Photo ou littérature ?

Écrire, photographier : deux états d’une même urgence.

Longtemps, j’ai été partagé entre littérature et photographie. Le dessin, la composition musicale m’attiraient également. Vers l’âge de 20 ans, la photographie s’imposait doucement, peut-être parce que je suis un flâneur attentif. Tout se passait dans l’instant, et l’instant me réclamait tout entier. Cette fausse nonchalance, qui exige une telle concentration, je l’ai retrouvée dans chaque paragraphe, bien plus tard.

Un attentat décisif

L’agence Viva traversant une crise, son invitation à la rejoindre est restée lettre morte. Je devais également gagner ma vie, je suis entré à Ouest-France pour remplacer les journalistes pendant leurs congés. J’avais cependant confié mes maigres archives, que cet emploi de localier m’a aidé à étoffer, à l’agence Fotolib. Issue de l’Agence de Presse Libération, d’où est né le quotidien Libération, celle-ci fut bientôt victime d’un attentat politique.
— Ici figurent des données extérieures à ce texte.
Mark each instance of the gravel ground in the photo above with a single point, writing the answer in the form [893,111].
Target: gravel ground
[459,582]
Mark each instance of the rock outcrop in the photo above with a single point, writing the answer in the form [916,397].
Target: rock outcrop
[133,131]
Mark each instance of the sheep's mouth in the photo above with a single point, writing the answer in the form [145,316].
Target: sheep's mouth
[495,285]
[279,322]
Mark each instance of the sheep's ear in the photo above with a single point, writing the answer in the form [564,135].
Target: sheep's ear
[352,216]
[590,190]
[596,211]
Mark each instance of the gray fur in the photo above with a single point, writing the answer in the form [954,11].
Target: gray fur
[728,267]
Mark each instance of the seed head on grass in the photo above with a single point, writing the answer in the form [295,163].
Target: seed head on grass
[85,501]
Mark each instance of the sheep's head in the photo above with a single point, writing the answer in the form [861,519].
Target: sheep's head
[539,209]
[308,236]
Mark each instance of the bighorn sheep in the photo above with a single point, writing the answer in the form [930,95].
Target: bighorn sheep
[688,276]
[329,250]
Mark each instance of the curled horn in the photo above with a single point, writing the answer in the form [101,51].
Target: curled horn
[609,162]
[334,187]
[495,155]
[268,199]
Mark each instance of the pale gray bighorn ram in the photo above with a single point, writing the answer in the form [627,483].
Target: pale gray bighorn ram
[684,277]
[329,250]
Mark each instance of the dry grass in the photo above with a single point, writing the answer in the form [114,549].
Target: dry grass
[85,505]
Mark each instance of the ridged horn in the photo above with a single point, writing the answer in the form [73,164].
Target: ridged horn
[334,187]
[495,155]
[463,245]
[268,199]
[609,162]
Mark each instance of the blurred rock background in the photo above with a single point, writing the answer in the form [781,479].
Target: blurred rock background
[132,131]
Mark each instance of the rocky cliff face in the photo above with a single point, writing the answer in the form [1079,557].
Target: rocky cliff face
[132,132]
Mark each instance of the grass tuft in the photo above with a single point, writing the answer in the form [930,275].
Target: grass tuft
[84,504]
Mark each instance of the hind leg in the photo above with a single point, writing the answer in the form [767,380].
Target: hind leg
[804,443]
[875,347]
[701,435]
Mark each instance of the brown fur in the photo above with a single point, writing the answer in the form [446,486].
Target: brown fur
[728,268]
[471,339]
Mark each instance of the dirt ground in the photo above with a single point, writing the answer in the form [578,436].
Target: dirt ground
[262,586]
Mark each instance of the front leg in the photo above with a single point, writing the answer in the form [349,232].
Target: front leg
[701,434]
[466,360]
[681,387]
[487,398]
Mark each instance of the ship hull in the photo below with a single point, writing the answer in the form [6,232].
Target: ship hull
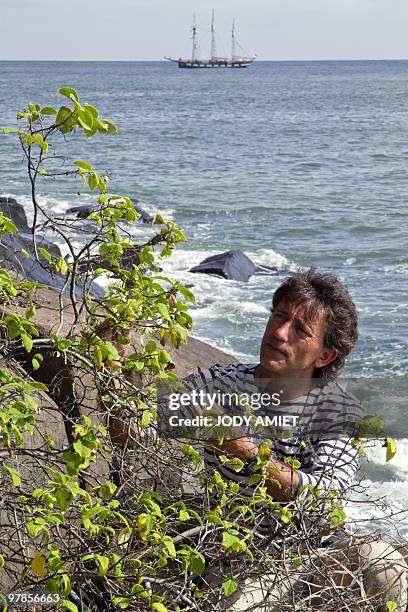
[213,64]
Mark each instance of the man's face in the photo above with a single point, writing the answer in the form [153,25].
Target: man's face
[292,345]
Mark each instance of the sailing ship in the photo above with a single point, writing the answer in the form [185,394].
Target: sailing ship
[236,60]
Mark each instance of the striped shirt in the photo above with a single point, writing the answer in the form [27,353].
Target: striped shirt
[327,457]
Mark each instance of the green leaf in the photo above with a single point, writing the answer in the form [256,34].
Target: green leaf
[83,165]
[48,110]
[36,361]
[184,515]
[27,342]
[30,312]
[68,92]
[146,418]
[164,311]
[164,357]
[168,543]
[108,127]
[14,475]
[103,563]
[338,516]
[85,119]
[229,586]
[391,448]
[159,607]
[93,181]
[45,253]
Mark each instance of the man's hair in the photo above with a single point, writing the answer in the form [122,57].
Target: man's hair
[323,294]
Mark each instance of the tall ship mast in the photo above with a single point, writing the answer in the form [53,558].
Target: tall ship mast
[235,61]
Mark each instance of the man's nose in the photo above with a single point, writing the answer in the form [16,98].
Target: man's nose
[281,331]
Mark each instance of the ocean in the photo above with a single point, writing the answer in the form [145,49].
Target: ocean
[294,163]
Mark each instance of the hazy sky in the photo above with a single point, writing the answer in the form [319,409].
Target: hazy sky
[150,29]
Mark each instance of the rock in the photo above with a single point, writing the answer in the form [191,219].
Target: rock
[233,265]
[82,212]
[16,546]
[28,268]
[268,270]
[14,211]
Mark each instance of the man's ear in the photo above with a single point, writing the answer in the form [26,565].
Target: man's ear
[326,357]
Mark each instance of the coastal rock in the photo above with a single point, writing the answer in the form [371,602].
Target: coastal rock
[14,211]
[15,544]
[233,265]
[82,212]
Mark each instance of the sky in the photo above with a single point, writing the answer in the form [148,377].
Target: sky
[151,29]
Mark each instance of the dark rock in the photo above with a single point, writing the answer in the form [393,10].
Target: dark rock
[267,270]
[14,211]
[82,212]
[28,268]
[233,265]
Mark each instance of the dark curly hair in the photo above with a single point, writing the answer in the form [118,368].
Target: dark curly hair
[323,294]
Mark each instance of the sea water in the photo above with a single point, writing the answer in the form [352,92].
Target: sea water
[294,163]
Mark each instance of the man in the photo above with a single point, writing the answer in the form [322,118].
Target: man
[311,330]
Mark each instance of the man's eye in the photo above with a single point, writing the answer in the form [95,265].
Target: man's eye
[302,331]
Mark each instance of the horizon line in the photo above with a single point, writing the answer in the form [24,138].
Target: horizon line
[160,61]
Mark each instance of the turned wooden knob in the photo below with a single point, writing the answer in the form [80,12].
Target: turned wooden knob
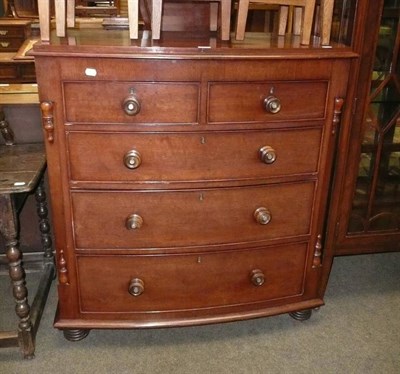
[267,154]
[262,216]
[272,104]
[132,159]
[131,105]
[136,287]
[257,277]
[134,222]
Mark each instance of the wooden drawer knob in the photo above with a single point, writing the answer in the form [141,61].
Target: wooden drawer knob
[257,277]
[136,287]
[131,105]
[267,154]
[262,216]
[132,159]
[272,104]
[134,222]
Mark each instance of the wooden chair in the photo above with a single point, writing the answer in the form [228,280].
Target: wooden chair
[65,17]
[21,169]
[302,18]
[225,13]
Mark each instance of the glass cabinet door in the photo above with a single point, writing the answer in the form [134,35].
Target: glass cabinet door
[376,201]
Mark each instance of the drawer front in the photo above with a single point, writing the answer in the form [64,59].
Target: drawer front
[10,45]
[9,31]
[8,71]
[184,282]
[159,102]
[245,102]
[157,219]
[191,157]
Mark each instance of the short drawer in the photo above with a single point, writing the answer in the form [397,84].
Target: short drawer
[9,31]
[131,102]
[257,102]
[182,282]
[160,219]
[177,157]
[10,45]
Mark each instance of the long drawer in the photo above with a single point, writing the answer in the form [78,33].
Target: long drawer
[132,102]
[182,282]
[177,157]
[157,219]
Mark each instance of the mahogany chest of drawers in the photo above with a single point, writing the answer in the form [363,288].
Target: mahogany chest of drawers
[188,186]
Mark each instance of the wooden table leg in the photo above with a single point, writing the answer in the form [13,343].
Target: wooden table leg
[9,230]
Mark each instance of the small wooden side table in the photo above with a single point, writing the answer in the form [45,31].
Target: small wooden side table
[21,173]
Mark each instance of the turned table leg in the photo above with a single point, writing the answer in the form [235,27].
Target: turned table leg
[9,230]
[74,335]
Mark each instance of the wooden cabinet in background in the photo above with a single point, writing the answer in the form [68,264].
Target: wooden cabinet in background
[365,211]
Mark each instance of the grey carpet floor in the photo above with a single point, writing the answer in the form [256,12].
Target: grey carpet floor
[357,331]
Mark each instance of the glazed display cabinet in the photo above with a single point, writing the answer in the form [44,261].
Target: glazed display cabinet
[369,198]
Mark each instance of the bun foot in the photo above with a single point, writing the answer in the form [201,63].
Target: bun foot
[301,315]
[75,335]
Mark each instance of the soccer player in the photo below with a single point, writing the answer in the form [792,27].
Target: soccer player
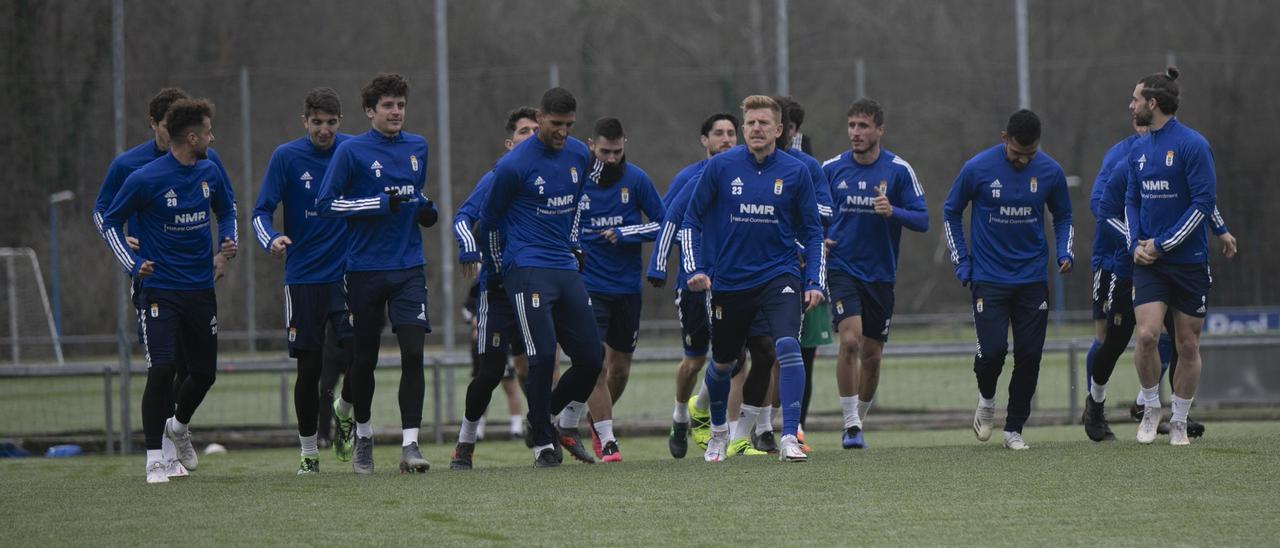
[375,181]
[621,210]
[530,227]
[760,202]
[1112,288]
[170,200]
[314,251]
[1009,185]
[497,332]
[878,196]
[122,168]
[718,133]
[1171,190]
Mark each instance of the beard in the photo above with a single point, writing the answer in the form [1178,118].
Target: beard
[611,174]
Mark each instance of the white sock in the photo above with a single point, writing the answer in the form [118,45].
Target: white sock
[746,419]
[1151,396]
[571,415]
[408,435]
[517,425]
[1098,392]
[703,401]
[168,450]
[680,414]
[604,430]
[849,409]
[1180,409]
[467,432]
[538,450]
[309,446]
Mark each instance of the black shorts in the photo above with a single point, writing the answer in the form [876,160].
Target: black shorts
[778,302]
[1182,287]
[179,320]
[309,310]
[694,328]
[497,329]
[873,301]
[379,295]
[617,319]
[1111,295]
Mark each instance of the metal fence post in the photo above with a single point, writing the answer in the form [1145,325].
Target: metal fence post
[106,411]
[1072,391]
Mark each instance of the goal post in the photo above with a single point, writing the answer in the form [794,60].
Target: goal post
[28,329]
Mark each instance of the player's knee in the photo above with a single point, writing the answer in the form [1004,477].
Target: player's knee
[786,346]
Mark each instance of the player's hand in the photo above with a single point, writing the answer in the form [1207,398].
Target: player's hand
[699,282]
[470,270]
[611,234]
[1143,254]
[219,266]
[279,245]
[1228,245]
[964,273]
[426,214]
[882,206]
[812,298]
[396,200]
[229,249]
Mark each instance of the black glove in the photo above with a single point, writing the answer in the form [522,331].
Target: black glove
[426,214]
[396,199]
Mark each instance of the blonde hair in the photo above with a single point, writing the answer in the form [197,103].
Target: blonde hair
[762,101]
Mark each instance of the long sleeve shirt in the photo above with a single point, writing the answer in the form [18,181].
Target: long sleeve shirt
[172,205]
[867,243]
[356,186]
[293,177]
[1008,218]
[760,210]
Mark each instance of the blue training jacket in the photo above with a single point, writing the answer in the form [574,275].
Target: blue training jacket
[867,245]
[1008,219]
[762,211]
[172,204]
[622,206]
[362,169]
[293,177]
[1171,190]
[534,196]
J’étais en vacances, je ne l’ai appris que quelques jours plus tard : le feu avait été mis dans ses locaux. Persuadé que tous mes négatifs avaient brûlé, je n’ai pas téléphoné pour en savoir plus, j’ai attendu de m’y rendre.
En sortant du métro qui m’y conduisait, j’avais les poèmes de Rimbaud dans une poche, et je me demandais si je devais prendre cette destruction pour un signe : abandonner la photo, me consacrer à l’écriture. La question à peine formulée, je me suis dit que personne ne me dicterait mon chemin, d’une façon ou d’une autre. J’étais bien jeune…
En fait, l’incendie n’avait pas pris, mais c’étaient mes planches-contacts (le reportage sur la moisson) qui avaient été utilisées pour tenter de l’allumer. Tandis que je discutais avec le laborantin qui avait été ligoté et menacé avec une arme, celui-ci crut reconnaître son agresseur en regardant par la fenêtre. Nous l’avons pisté, armés de planches chipées au bas de l’immeuble. Heureusement, nous ne l’avons pas rattrapé. Épisode surréaliste.
Pendant une dizaine d’années, la photo l’a donc emporté sur la littérature.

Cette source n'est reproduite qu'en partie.